BERLIN: Friedrich Merz et Emmanuel Macron se sont entendus pour "ne plus poursuivre la construction d'un avion de combat commun", le SCAF, a appris l'AFP lundi auprès du gouvernement allemand.

Depuis des mois, le projet d'avion de combat franco-germano-espagnol, le SCAF, était en panne sur fond de tensions germano-françaises et entre Airbus et Dassault. En février, le chancelier allemand Friedrich Merz avait déjà ouvertement douté de son avenir.

Cette fois, il semble enterré définitivement.

"Le président français et le chancelier allemand sont arrivés au constat partagé que les entreprises (Airbus et Dassault Aviation, ndlr) ne parviennent pas à s'entendre sur la construction d'un avion de combat commun", indique le gouvernement allemand.

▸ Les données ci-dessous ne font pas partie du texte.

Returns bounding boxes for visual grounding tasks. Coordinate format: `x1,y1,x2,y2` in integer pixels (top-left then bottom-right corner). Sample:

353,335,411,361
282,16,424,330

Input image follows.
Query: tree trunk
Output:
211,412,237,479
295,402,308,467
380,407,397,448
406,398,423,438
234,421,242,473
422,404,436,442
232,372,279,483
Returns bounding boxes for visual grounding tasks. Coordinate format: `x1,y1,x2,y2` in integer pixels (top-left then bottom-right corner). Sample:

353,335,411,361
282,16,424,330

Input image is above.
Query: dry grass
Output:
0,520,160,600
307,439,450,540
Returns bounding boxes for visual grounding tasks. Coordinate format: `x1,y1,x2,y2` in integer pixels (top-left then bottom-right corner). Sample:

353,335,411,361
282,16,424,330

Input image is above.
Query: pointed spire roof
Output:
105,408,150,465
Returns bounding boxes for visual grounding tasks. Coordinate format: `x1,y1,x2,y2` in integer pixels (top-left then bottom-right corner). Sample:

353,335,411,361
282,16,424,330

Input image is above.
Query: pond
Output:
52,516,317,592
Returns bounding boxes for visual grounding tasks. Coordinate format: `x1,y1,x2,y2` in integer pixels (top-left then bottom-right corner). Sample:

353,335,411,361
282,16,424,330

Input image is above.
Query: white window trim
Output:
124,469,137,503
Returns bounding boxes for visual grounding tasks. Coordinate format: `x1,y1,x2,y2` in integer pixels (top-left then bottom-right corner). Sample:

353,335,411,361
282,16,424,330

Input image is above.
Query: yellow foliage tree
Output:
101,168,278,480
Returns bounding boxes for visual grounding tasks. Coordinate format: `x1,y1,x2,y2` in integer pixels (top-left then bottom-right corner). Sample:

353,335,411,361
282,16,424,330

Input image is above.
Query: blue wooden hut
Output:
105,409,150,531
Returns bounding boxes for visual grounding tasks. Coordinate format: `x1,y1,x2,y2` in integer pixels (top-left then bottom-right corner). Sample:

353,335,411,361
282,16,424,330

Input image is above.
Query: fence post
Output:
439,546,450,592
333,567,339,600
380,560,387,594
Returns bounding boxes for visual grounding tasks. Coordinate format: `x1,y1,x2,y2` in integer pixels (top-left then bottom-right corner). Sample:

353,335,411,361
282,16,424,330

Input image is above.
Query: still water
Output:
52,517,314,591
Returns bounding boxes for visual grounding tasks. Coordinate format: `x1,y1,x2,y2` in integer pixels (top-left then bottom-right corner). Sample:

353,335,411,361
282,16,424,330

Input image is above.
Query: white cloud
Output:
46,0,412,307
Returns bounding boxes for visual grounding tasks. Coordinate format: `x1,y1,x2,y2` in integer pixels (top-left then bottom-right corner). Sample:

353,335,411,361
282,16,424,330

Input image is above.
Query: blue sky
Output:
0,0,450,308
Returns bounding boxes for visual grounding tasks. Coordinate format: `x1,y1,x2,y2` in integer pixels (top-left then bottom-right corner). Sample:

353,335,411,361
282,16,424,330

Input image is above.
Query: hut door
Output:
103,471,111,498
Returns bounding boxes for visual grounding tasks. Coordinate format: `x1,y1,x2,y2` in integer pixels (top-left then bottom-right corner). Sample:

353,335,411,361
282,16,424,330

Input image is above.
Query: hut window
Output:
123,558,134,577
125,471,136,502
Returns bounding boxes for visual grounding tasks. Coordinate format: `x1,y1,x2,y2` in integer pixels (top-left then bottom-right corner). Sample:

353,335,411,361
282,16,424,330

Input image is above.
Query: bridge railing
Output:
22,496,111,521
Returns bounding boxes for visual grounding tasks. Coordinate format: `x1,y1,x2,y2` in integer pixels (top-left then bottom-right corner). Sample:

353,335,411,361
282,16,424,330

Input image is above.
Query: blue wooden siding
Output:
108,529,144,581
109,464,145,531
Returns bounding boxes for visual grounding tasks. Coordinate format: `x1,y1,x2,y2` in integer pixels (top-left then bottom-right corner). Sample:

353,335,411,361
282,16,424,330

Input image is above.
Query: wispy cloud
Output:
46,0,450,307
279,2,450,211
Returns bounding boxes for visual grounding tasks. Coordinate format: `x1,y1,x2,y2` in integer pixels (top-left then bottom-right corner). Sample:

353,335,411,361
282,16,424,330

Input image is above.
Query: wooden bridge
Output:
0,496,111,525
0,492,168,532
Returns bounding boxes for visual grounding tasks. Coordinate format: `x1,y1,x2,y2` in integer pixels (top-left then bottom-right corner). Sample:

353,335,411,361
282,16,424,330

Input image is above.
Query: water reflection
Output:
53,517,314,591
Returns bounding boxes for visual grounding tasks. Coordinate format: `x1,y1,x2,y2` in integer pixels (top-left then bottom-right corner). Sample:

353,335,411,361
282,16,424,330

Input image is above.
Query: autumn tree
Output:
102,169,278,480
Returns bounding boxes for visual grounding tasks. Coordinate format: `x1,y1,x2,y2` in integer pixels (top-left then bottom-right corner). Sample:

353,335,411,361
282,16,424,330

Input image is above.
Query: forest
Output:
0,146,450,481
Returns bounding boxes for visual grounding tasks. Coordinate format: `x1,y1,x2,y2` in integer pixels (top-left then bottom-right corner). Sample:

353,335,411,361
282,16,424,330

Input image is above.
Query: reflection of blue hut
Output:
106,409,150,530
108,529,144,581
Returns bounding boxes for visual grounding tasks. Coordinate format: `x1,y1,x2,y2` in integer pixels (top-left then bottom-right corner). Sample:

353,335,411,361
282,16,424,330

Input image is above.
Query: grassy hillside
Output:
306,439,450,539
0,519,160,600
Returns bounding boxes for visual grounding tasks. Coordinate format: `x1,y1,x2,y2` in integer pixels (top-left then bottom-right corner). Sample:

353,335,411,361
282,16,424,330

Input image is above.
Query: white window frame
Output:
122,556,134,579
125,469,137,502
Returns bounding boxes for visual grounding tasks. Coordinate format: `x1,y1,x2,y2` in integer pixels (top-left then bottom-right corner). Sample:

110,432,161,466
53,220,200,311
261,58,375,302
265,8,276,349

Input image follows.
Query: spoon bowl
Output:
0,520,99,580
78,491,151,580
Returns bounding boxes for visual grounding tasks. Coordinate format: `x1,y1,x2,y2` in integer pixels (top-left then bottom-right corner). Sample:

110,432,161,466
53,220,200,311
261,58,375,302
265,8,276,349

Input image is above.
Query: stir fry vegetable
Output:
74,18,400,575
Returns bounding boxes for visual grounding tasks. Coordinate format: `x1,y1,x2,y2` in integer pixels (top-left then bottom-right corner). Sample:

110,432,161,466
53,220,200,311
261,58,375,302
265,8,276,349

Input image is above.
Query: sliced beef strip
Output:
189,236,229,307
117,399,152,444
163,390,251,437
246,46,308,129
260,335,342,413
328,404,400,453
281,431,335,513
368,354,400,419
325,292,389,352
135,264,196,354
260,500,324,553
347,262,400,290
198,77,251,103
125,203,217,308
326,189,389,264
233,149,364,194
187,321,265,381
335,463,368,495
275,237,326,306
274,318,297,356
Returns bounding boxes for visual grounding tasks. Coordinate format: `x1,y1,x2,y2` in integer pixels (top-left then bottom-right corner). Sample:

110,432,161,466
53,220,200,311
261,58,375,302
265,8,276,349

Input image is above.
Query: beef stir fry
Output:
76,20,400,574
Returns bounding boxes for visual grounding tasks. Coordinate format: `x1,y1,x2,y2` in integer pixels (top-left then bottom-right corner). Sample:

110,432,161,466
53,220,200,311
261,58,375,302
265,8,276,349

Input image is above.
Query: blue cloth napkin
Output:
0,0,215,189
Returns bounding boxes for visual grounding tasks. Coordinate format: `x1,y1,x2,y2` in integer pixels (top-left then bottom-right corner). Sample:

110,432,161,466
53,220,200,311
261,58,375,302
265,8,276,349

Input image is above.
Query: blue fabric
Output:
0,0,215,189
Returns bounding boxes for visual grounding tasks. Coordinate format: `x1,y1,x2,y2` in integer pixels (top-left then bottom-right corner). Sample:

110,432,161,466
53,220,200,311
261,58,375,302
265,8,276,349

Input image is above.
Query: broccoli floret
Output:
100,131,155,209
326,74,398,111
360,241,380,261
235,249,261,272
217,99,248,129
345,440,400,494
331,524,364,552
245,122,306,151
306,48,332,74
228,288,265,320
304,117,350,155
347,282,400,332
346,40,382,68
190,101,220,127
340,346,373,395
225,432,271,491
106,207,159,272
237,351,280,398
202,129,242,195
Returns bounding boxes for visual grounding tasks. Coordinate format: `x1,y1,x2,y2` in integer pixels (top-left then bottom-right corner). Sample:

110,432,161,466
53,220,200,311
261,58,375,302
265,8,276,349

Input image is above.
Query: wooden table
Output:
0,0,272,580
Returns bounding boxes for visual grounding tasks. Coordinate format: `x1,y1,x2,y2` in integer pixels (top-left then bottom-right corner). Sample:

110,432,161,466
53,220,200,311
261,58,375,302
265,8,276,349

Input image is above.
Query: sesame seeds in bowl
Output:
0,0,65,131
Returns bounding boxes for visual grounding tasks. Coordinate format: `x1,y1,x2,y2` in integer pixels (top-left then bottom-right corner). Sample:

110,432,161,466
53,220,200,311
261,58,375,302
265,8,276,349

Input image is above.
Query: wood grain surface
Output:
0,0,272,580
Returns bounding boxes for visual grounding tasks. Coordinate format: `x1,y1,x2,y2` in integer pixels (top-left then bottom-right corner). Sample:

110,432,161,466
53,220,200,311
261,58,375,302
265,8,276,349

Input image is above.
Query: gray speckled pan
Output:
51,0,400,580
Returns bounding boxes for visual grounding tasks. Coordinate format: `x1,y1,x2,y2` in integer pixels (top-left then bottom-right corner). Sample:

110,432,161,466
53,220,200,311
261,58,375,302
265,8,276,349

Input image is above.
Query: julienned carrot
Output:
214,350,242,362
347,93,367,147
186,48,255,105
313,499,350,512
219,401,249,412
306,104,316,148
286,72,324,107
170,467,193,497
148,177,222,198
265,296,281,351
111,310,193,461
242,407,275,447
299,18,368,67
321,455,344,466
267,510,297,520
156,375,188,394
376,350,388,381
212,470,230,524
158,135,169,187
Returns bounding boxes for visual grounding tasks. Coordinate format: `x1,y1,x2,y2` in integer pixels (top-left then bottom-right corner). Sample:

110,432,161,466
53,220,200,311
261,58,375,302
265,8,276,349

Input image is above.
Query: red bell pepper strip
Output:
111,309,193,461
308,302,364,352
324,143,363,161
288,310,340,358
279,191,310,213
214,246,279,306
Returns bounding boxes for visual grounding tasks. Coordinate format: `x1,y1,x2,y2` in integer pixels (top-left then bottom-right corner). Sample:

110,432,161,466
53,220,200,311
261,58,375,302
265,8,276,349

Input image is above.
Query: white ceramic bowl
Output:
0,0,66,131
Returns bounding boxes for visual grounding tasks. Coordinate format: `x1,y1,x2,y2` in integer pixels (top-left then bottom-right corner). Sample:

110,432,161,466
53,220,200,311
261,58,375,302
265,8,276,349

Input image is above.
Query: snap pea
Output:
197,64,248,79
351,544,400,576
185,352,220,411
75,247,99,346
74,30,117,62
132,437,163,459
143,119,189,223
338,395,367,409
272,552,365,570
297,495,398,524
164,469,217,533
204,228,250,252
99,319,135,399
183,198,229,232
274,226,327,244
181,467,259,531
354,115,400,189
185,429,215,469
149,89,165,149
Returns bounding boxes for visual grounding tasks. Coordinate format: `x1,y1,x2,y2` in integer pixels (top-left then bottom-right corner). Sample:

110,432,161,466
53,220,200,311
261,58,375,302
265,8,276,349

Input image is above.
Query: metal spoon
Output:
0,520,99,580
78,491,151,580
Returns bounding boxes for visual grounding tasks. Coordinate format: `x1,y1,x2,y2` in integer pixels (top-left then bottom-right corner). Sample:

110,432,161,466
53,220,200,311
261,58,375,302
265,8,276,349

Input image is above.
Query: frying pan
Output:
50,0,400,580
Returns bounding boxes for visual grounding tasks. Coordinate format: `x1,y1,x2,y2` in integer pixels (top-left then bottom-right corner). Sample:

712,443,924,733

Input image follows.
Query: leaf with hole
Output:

"Ils reconnaissent cette réalité. Le chancelier fédéral Merz a donc suggéré au président Macron de ne plus poursuivre la construction d’un avion de combat commun", ajoute-t-il.

Lancé en 2017 par M. Macron et la chancelière Angela Merkel, rejoint par l'Espagne deux ans plus tard, le SCAF est un système qui comprend non seulement un avion mais aussi des drones reliés entre eux par un système de communication numérique innovant, "un cloud de combat".

Selon le gouvernement allemand, "le véritable noyau du FCAS doit être poursuivi en tant que système de systèmes européen".

"Il s’agit en quelque sorte du système nerveux qui relie les avions, les drones et d’autres composants pour former un ensemble intégré", ajoute-t-il.

Il précise que les ministères français et allemand de la Défense "doivent formuler un plan de travail commun et contemporain pour la coopération dans l’industrie de défense, concentré sur quelques projets réalistes et pertinents", lors du conseil des ministres franco-allemand en Allemagne en juin.